Talk:Linnaean taxonomy

Putting in Arthropoda has made me wonder whether we shouldn't be using common names first. Here are my thoughts:

  • Some groups have had their Latin names broken by being moved around. For instance, the dinoflagellates have had several names which often differ in senses. Also, many groups show slight variations in suffices, eg the Nemertea vs the Nemertina.
  • Some groups just don't have common names available to us. Loricifera are sometimes referred to as Loriciferans, but this is secondary from the Latin and not much used, since the creatures are poorly known. On the other hand, the Hymenoptera have no common name because they are too diverse, usually labelled something like "bees, ants, wasps, etc."
  • In a few cases the anglicized version of the Latin name is more common than the Latin name itself, but still clearly derived from it. Do a search for Arthropoda vs arthropods and you will see. However, it is very hard to know how to draw the line between such things and things like the Loricifera.
  • In a few cases the group has a common name, but one which is often used in a different sense. Flies are a good example - the term is often taken to be a synonym for the Diptera, but it is not at all uncommon for mosquitoes to be considered something separate from flies.
  • There are a lot of groups where the common name is going to be unbelievably prevalent over the entirely synonymous Latin name. A page entitled beetles is going to be linked and searched to about fifty thousand more times than a page entitled Coleoptera. And, of course, it can be rendered singular, so that something is a beetle rather than a member of the Coleoptera.
  • Redirects are useful but a nuisance to go through, and it's very hard to keep track of a mix between two systems, so we want the page nomenclature to be as uniform as possible.
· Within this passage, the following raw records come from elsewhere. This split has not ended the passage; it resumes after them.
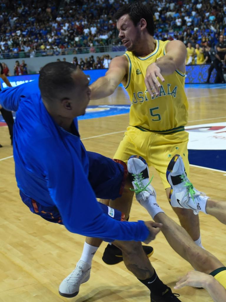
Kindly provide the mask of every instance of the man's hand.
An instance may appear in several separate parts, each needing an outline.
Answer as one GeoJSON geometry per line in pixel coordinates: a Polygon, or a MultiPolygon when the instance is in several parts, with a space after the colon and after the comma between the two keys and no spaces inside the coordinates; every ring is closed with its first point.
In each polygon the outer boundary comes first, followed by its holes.
{"type": "Polygon", "coordinates": [[[164,78],[161,74],[160,69],[156,63],[153,63],[148,66],[145,79],[146,88],[152,98],[154,96],[154,92],[156,96],[158,95],[161,87],[161,84],[157,79],[157,76],[162,82],[164,81],[164,78]]]}
{"type": "Polygon", "coordinates": [[[187,285],[206,288],[213,278],[213,277],[210,275],[197,271],[192,271],[182,277],[177,283],[174,288],[175,289],[178,289],[187,285]]]}
{"type": "Polygon", "coordinates": [[[146,244],[154,240],[158,233],[161,230],[162,223],[159,223],[154,221],[145,221],[145,224],[149,230],[149,235],[144,242],[146,244]]]}

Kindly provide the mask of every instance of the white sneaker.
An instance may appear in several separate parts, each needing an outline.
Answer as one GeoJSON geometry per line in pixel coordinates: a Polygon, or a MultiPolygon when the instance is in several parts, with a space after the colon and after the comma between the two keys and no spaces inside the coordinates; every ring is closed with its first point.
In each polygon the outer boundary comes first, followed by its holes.
{"type": "Polygon", "coordinates": [[[176,154],[172,158],[167,168],[166,178],[170,185],[170,202],[172,207],[190,209],[197,215],[201,210],[198,202],[204,193],[195,189],[187,178],[182,157],[176,154]]]}
{"type": "Polygon", "coordinates": [[[133,155],[128,160],[127,167],[129,178],[136,193],[137,200],[140,203],[145,201],[150,195],[156,198],[154,189],[150,184],[148,168],[145,160],[141,156],[133,155]]]}
{"type": "Polygon", "coordinates": [[[86,282],[90,277],[90,265],[80,260],[75,269],[62,281],[59,288],[61,296],[67,298],[72,298],[77,296],[79,287],[82,283],[86,282]]]}

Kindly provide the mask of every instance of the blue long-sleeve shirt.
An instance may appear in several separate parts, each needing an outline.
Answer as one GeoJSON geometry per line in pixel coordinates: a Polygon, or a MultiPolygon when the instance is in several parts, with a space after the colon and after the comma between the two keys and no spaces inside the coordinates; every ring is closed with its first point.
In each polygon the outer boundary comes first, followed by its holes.
{"type": "MultiPolygon", "coordinates": [[[[0,103],[17,111],[13,154],[22,192],[43,206],[56,206],[72,233],[112,240],[147,238],[143,221],[119,221],[103,213],[88,180],[88,157],[78,132],[74,135],[54,122],[37,81],[2,91],[0,103]]],[[[74,123],[78,129],[77,119],[74,123]]]]}

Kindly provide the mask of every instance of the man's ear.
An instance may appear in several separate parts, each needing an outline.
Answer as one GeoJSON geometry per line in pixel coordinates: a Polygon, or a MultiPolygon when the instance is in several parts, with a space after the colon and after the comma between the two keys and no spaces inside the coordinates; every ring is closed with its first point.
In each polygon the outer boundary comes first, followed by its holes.
{"type": "Polygon", "coordinates": [[[64,98],[62,100],[62,102],[63,106],[65,109],[67,110],[72,110],[72,108],[71,102],[69,99],[64,98]]]}
{"type": "Polygon", "coordinates": [[[141,30],[144,29],[147,27],[147,22],[145,19],[142,18],[141,19],[140,24],[141,30]]]}

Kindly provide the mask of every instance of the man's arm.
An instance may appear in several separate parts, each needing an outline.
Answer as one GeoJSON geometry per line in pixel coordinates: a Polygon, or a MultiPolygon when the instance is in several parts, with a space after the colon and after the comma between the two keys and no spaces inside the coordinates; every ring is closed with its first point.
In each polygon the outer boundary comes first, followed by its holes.
{"type": "Polygon", "coordinates": [[[165,50],[166,55],[151,64],[147,69],[145,82],[147,89],[152,96],[153,94],[151,88],[157,95],[159,94],[161,85],[157,76],[164,82],[165,80],[162,75],[171,74],[178,69],[182,72],[185,71],[187,50],[183,42],[176,40],[170,41],[167,44],[165,50]]]}
{"type": "Polygon", "coordinates": [[[91,85],[91,99],[102,98],[112,94],[127,74],[128,69],[128,61],[124,56],[114,58],[104,76],[100,78],[91,85]]]}
{"type": "Polygon", "coordinates": [[[189,271],[177,283],[174,288],[178,289],[186,285],[203,287],[214,302],[226,302],[226,290],[210,275],[196,271],[189,271]]]}
{"type": "Polygon", "coordinates": [[[29,97],[31,94],[40,95],[36,81],[21,84],[16,87],[6,88],[0,92],[0,104],[7,110],[17,111],[21,96],[29,97]]]}

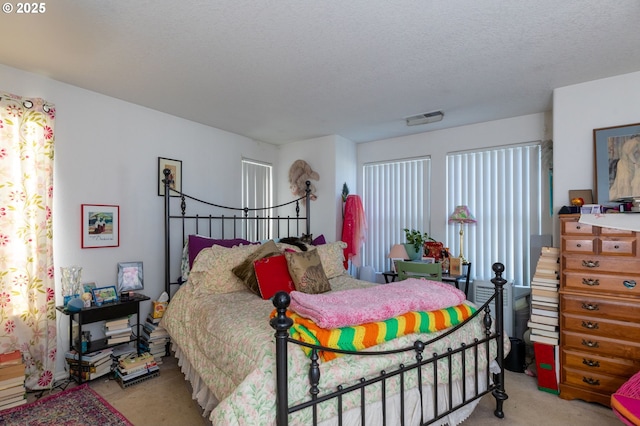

The status quo is Latin names except in the case of a few badly abused Protozoa, and then incongruent links to pages like cattle. Does anyone have any brilliant ideas on what should be done, before this becomes too messy? Thanks, JG


Authors include Josh Grosse and Andy Jewell

Links should be "[[Kingdom Animalia]]" rather than "Kingdom [[Animalia]]"

Strongly disagree. For one, it is annoying to always have to refer to the Kindom Animalia rather than the Animalia when you want to make a link. For two: some of the more prominent taxa, like Animalia or Cyprinidae, have precise rankings. But there are many whose position varies from scheme to scheme. I think it would be better to have a single page Rotifera rather than two pages, [Class Rotifera] and [Phylum Rotifera], one of whom merely sends to the other. And that's even a taxon with a well-defined position - what do you do for things like Bilateria?

And again, as below, I am going to suggest that for cases where no clear name has developed for the group, we just use common ones. It might be a bit confusing to have a mix of common and Latin names, but that's what the literature does when no clear consensus has emerged, and it's less confusing than listing each group on five different pages. Plus some groups don't even have Latin names: Stramenopiles, Opisthokonts, Rosette agents...

We need an easy english example by every entry. - When one exists, could be difficult for some things. :)

Andy, I just noticed that you're treating Linnaean taxonomy as something separate from phenetics, cladistics, and so forth. It's not supposed to be: most of the time, taxonomy gets changed to reflect evolution. For instance, the original Linnaean classification for Animalia had all invertebrates grouped into one class (phyla were invented later), and they were separated out when it became clear they weren't directly related.

I think what classifications we provide should probably reflect the best we have now, with separate pages for obsolete taxa explaining what happened to them. And while a complete classification for everything would be nice, I don't think we should do that. Especially for the Monera and Protista, where workers in the fields have actually stopped using ranks for the time being. There are too many tiny groups without relatives; noone wants to have independent phyla set up for each of Sticholonche, Hyperamoeba, Stephanopogon, etc.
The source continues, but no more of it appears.